A scientist at Israeli genealogy firm MyHeritage has published a paper revealing that public genealogy databases can identify relatives – third cousins and closer – in nearly two-thirds of people of European descent.
This means that if your second cousin sent a DNA sample to MyHeritage or a company like it, that sample can be used to identify you too, especially if triangulated with other identifying information like geographic area or approximate age.
Yaniv Erlich, chief science officer at MyHeritage, estimates that as these databases continue to grow, investigators will soon have the ability to identify anyone in the US within a particular ethnicity given a sample of their DNA.
The phenomenon isn’t limited to databases built from voluntary submissions like MyHeritage. Erlich’s researchers were able to identify an anonymous woman whose genetic data was part of the 1,000 Genomes Project, a research database designed as a detailed catalogue of human genetic variation.

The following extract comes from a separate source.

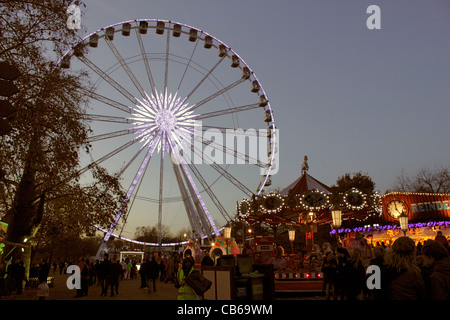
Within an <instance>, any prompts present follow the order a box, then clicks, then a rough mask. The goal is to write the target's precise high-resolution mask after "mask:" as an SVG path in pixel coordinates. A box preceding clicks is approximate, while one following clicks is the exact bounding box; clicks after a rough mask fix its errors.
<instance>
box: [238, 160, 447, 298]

Driven by curiosity, boredom, or the desire for a connection with their forbears, users of genetic testing services often think nothing of submitting a DNA sample to a private corporation for analysis. The privacy implications of Erlich’s research suggest they might want to think twice.
Earlier this year, California police charged a retired cop in a series of grisly rapes and murders that took place during the 1970s and ‘80s. They credited a public genealogy database called GEDMatch with providing the break that finally cracked the case of the Golden State Killer. In just four months in 2018, detectives solved 13 cases using the same technique, which Erlich calls “long-range familial DNA searches.” While many of these were cold cases, one was very recent, indicating the technique is becoming a standard component of police procedure. One DNA sequencing company has already positioned itself as a liaison between the forensic sector and the consumer sector, uploading 100 “cold cases” to consumer genetic databases.
Just because this technique is solving crime now, however, doesn’t mean the technology is the sole province of the “good guys.” The Golden State Killer may have “left his DNA all over the place,” but so do we. Erlich has been warning the public since at least 2013 that the DNA we submit in good faith for use in genetic testing or research is not subject to the privacy protections we are accustomed to regarding other personal data.
Erlich uses the example of law enforcement tracking down a protester who unwittingly left DNA at a political demonstration. All genetic data should be encrypted, he says, and only transferrable with the express consent of the owner. Unfortunately, given how many years such data has been floating around unprotected, passed between companies without a care for privacy, it is far too late to put the genie back in the bottle.